2014 juni Vervanging vlak klipper ‘t Vertrouwen


Als een deel van het plaatwerk is verdwenen, blijkt te hak te zijn volgestort met beton. Dit is vrij gebruikelijk. In het beton zit de schroefas verankerd. Zo’n verankering is nodig om trillingen tegen te gaan die speling kunnen veroorzaken.



Ook aan bakboord wordt een deel van het plaatwerk weggebrand. Als dit is verdwenen, klinkt stevig geratel over de werf. Met de pneumatische klinkhamer, die Ando heeft omgebouwd tot een soort kango, wordt het beton eruit gebroken.

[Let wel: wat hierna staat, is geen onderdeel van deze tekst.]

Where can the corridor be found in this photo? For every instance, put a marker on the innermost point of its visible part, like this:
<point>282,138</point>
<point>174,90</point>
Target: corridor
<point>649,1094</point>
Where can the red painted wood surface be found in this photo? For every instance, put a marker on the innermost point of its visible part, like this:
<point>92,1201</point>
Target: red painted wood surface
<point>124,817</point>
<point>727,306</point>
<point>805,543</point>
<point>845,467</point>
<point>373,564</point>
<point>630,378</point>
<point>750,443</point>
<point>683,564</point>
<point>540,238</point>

Ando bekijkt hoe e.e.a. in elkaar zit voordat hij de sporen wegslijpt.


Werk moet ook wel eens worden afgewisseld. Er waren nog een paar aansluitingen in de kont, van nieuw op oud, te lassen.

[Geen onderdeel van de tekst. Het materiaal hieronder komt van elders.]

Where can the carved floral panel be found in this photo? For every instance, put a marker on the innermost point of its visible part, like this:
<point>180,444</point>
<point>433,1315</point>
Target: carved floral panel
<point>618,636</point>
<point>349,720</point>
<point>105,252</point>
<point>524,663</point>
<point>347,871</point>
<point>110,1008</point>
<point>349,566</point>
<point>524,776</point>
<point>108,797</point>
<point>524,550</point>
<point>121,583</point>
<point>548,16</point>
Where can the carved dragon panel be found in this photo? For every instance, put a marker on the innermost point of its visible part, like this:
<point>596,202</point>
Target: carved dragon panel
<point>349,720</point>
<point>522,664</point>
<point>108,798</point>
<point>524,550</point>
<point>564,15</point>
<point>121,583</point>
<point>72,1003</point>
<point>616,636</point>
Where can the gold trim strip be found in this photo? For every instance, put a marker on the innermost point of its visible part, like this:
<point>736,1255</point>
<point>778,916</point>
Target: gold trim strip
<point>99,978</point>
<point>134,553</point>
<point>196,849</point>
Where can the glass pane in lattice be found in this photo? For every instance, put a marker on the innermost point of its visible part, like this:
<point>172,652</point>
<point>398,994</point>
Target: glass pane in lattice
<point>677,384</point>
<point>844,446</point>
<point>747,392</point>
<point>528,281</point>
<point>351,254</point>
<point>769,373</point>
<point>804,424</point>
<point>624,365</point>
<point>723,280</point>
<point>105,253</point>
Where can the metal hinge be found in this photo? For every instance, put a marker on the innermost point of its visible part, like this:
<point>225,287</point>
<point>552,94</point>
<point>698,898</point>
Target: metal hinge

De bovenkant van het gat in de hak heeft Ando gedicht met een gedeelte schroeftunnel. Deze holle plaat zorgt er mede voor dat de schroef voldoende water pakt. Lijmklemmen houden een strip plat-halfrond op zijn plaats waarna dit ter versteviging en afwerking op de rand van de tunnel wordt gelast.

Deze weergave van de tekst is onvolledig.